Promoting youth employment will counter political instability and steer the continent on a growth trajectory, said Wycliffe Oparanya, Kenyan Minister for Planning, National Development and Vision 2030, during the regional launch of the African Economic Outlook in Nairobi: “We saw the combustible combination of youth and unemployment during the last elections,” he said. “[Therefore], to avoid political instability, we must steer African economic growth towards job creation for youth.”
According to the 2012 African Economic Outlook, equipping youth with better information on job markets; eliminating barriers to job creation; matching skills to available employment; planned urban growth; and the creation of quality jobs will go a long way toward ensuring today’s youth are gainfully employed.
The joint publication prepared annually by the African Development Bank, the Development Centre of the Organisation for Economic Co-operation and Development (OECD), the United Nations Development Programme (UNDP) and the United Nations Economic Commission for Africa (UNECA), states: “The public sector will not be able to absorb the tide of young job seekers because there is little prospect of an expansion in this area. The private formal sector is growing but from too small a base. Attention must be concentrated on the informal and rural sectors because these will overwhelmingly be the source of new employment.”

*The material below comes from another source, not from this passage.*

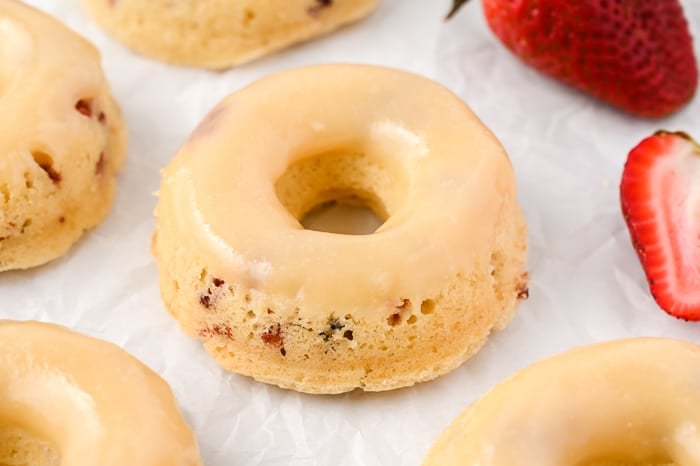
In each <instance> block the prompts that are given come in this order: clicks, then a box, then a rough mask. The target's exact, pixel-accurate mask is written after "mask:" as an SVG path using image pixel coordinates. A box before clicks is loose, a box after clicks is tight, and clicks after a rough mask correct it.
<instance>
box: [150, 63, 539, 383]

In addition to its focus on youth employment, the 2012 edition also contains an in-depth analysis of growth in Foreign Direct Investment inflows to the continent, a trend which Mr. Oparanya said needs to be encouraged and sustained. The report also recommends deepening of regional integration efforts, heavier investment in human resources development, reversal of capital flight and respect for democratic rights. Other areas of emphasis included the need for macro-economic stability and the prevention of violent conflicts.
The Kenyan cabinet minister applauded the report, and the role of African Development Bank on the continent.
“We owe to AfDB much credit for the encouraging picture of Africa’s economic development over the past decade,” said Mr. Oparanya. “AfDB provided unchallengeable data that Africa was now among the fastest growing regions of the world,” the minister added, citing the AfDB brief, “The Middle of the Pyramid: Dynamics of the Middle Class in Africa”, published in 2011, which showed that the African middle class had tripled over the past three decades. According to the paper, 34 per cent of the African population could be classified as middle class due to rapid urbanization, access to ICT and mobile phones, growth in financial and trade sectors, among other factors.
An estimated 34 million members of Africa’s growing middle class reportedly reside in the East African Community region of Kenya, Uganda, Tanzania, Rwanda and Burundi.